A Review of Permanent Earthquake by Evan Dara

“He is not the impotent puppet of a conscienceless earth. […] He can be his own stillspot. If temporarily.”

First J. G. Ballard blew the world in 1961 (not up, just blew it), then he drowned it in 1962, then he dried it in 1964, and as if that wasn’t enough telluric torture, he encrusted it with crystals in 1966. And now, in the time of COVID-19, Evan Dara has literally taken up the mantle of apocalyptic natural disasters by shaking the world in Permanent Earthquake, his first novel in 8 years.

Dara arrived on the scene with the cult favorite The Lost Scrapbook in 1995, after it was chosen by the one and only William T. Vollmann for the 12th Annual FC2 Illinois State University National Fiction Competition. Due to its innovation, it drew comparisons to the work of Joseph McElroy, Thomas Pynchon, and most especially William Gaddis. About the latter, Steven Moore wrote: “Asked about Gaddis’s possible influence, Dara told me that while working on The Lost Scrapbook he heard that J R was a novel in dialogue and checked it out from The American Library in Paris: ‘Took the novel home, plunked it open, tapped it shut — didn’t want the influence’ (email January 19, 2014).”

And but so this makes Permanent Earthquake all the more curious, for it’s a relatively traditional novel that, as mentioned, can be traced back to Ballard’s speculative fiction. Some possibly tenuous connections could be made with a magnifying glass if not a microscope. The Lost Scrapbook, for instance, concerns itself with ecology. However, there’s no explanation for this eternal earthquake, only more speculation, so it could be due to human (mis)behavior or something else entirely. The novel’s protagonist, a young man possibly in his early 20s, wonders: “How has the world grown so cold it would shiver thus? […] Resource extraction, overbuilding. Geological devolution, a lowering watertable. Overpopulation. Business cabals. Colonial skullduggery. Falling birthrate leading to a shrinking taxbase leading to decisions to clear the land. Holy decree. No one knows. They shake.”
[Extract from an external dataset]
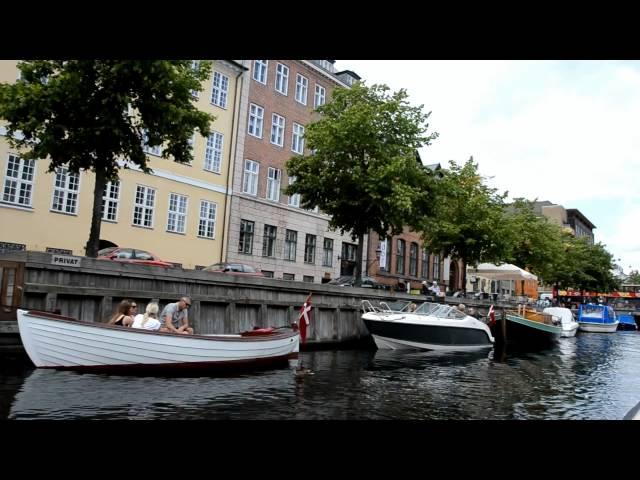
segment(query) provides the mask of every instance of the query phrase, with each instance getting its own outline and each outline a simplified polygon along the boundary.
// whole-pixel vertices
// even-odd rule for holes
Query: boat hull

Regardless of the shake’s source, Dara’s original concept is ripe for exploration. The tremors are constant but fluctuate between a barely bearable Q1 to the higher registers that make falling a perpetual hazard if not an outright fatality. This is why people wear guards on their whole bodies, with backpacks and frontpacks for both storage and the desperate possibility of stability. If you want to keep your tongue, mouthguards are a must. The majority of the dialogue is limited to one or two words, back to caveman grunts, because of the mouthguards we later learn, although the font of this speech is akin to the capitals carved on tombstones, as though the air itself is so thick it needs to be lithically licked. Speaking of stones, most buildings have been utterly razed but there are manses, homes of the wealthy, that are just fine, guarded by gendarmes who are able to stabilize themselves with technology not available to the poor.

There’s not a whole lot in terms of plot. Our sketchy protagonist stumbles around an unspecified island, encountering tipped and juddering cows, tree-climbing snakes, and even a dog that follows but not for long. The main goal ends up being what is called a “stillspot,” where it’s believed forces cancel each other out and calm can be found once again. The only hope in a hopeless world, elusive though it is.

The prose is mostly ordinary, but there are flashes of Cormac McCarthy at his best, with some strange sentences, such as this: “And all throughout, my head drains from the top of the stone [I’m carrying]. Its shadow morphs then shrinks to a twisting rivulet, then slides off. A solid gone liquid. A living auto-eclipse that, no matter the angle, bears my form. A skittish and unrecognizable glyph is my form.” Or this: “I see them all. Bodies, dozens of them, flailing and caving in convulsion rhythms, their limbed forms flaming as if harrowed by fears erupting from cellular levels. One body turns and turns in place, immobilized by movement. One dives to the earth as his shirt lifts off and floats inflated before covering him like a shroud. A ragged silhouette arms semaphores no one can understand. The vast skillet of the world heating and heating and turning human presences into puffs of smoke.”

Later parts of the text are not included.